Obesity-associated insulin resistance has been reported in the brain.9 Several possible explanations exist for the inability of insulin to induce an LTD at excitatory synapses of dopamine neurons. In physiological situations, insulin gains access to the brain by active transport across the blood–brain barrier 10 and can mediate its effects by signaling through insulin receptors expressed throughout the brain.11 Here, we observed a similar expression pattern of insulin receptors in TH+ neurons in BTBR mice as in C57BL/6J mice, suggesting that disrupted insulin-induced LTD in BTBR mice is not due to reduced insulin receptor expression. BTBR mice have higher fat mass than C57BL/6 J mice5 likely resulting in higher circulating leptin. As leptin decreases glutamatergic release onto dopamine neurons,12 it is possible that insulin-induced endocannabinoids acting presynaptically at CB1 receptors to inhibit glutamate release have a blunted effect because of high leptin levels lowering the release probability. However, this is unlikely as a CB1 receptor agonist induced a similar LTD in BTBR or C57BL/6 J mice.
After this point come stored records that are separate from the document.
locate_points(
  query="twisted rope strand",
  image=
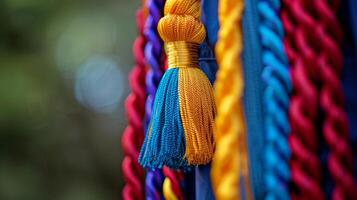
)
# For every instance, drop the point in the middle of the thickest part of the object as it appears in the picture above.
(154, 55)
(172, 189)
(300, 39)
(230, 160)
(134, 133)
(276, 99)
(335, 122)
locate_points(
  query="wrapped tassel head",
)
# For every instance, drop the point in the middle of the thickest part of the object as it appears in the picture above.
(180, 133)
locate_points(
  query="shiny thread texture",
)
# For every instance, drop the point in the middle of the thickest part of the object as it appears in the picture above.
(230, 161)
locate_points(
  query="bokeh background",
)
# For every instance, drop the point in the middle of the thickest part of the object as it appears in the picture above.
(63, 83)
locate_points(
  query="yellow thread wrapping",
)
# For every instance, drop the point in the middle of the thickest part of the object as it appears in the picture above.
(182, 32)
(230, 161)
(169, 194)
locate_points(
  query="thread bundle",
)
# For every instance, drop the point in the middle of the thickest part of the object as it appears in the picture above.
(276, 100)
(230, 163)
(134, 133)
(180, 131)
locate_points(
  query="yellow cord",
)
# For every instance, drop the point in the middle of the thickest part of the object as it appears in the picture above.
(230, 161)
(168, 192)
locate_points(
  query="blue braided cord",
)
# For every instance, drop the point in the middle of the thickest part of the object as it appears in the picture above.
(209, 66)
(208, 62)
(276, 100)
(164, 142)
(210, 20)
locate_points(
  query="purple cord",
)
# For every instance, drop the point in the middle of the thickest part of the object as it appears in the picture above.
(154, 57)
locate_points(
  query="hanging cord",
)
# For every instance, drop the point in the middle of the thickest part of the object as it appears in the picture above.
(230, 161)
(306, 170)
(172, 184)
(180, 133)
(276, 100)
(335, 122)
(134, 133)
(155, 57)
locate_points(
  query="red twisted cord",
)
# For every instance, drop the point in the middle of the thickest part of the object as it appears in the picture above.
(176, 177)
(335, 122)
(299, 44)
(133, 135)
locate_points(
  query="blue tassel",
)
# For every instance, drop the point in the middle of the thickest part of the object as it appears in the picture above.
(165, 139)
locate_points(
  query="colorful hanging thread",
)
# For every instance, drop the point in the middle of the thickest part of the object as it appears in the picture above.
(172, 184)
(180, 131)
(230, 161)
(134, 133)
(278, 86)
(306, 170)
(155, 57)
(335, 121)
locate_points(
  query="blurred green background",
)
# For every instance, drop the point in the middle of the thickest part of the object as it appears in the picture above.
(63, 82)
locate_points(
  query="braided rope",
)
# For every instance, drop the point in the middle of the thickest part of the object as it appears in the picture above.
(276, 99)
(154, 55)
(134, 132)
(173, 189)
(335, 122)
(305, 165)
(230, 159)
Alternatively, disrupted insulin-induced LTD may be due to insulin resistance because of impaired signaling at the level of the insulin receptor or its downstream effectors, due to genetic differences in insulin receptors, cognate signaling pathways or hyperinsulinemia. Indeed, others have demonstrated that diet-induced hyperinsulinemia can induce impaired insulin signaling in hippocampal neurons.13, 14 Hyperinsulinemia can disrupt aspects of synaptic transmission in the hippocampus. For example, LTD was not present15 and LTP was reduced along with a reduction in spine density16 in hippocampal neurons from high-calorie-diet-fed mice compared with controls. In contrast, others have observed that hyperinsulinemia caused no change in plasticity at the hippocampal synapses but a reduction in the ability of insulin to induce LTD in CA1 neurons.13 Consistent with this, we found that hyperinsulinemia did not alter the plasticity of excitatory synapses onto VTA neurons but reduced insulin-induced LTD.
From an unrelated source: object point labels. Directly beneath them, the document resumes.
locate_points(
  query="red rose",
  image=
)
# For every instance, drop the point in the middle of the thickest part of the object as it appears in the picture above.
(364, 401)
Our results imply that reduced insulin receptor efficacy in the VTA may promote obesity. Insulin action in the VTA decreases opioid-stimulated food intake,17 food anticipatory behavior, preference for food3 and palatable food intake when sated.18 Enhanced synaptic transmission in the VTA has been associated with learning about cues that predict food delivery.19 Therefore, one may speculate that a suppression of excitatory synaptic transmission in the VTA by post-ingestive insulin release makes food-predicting cues less salient. An inability of insulin to dampen salience to food-predicting cues may lead to increased caloric intake, even when sated. In summary, our results suggest that, in hyperinsulinemic mice, insulin in the VTA does not cause an LTD of excitatory inputs to dopamine neurons, and thus information relayed to the VTA about cues predicting food is not suppressed after feeding when brain insulin levels are normally elevated.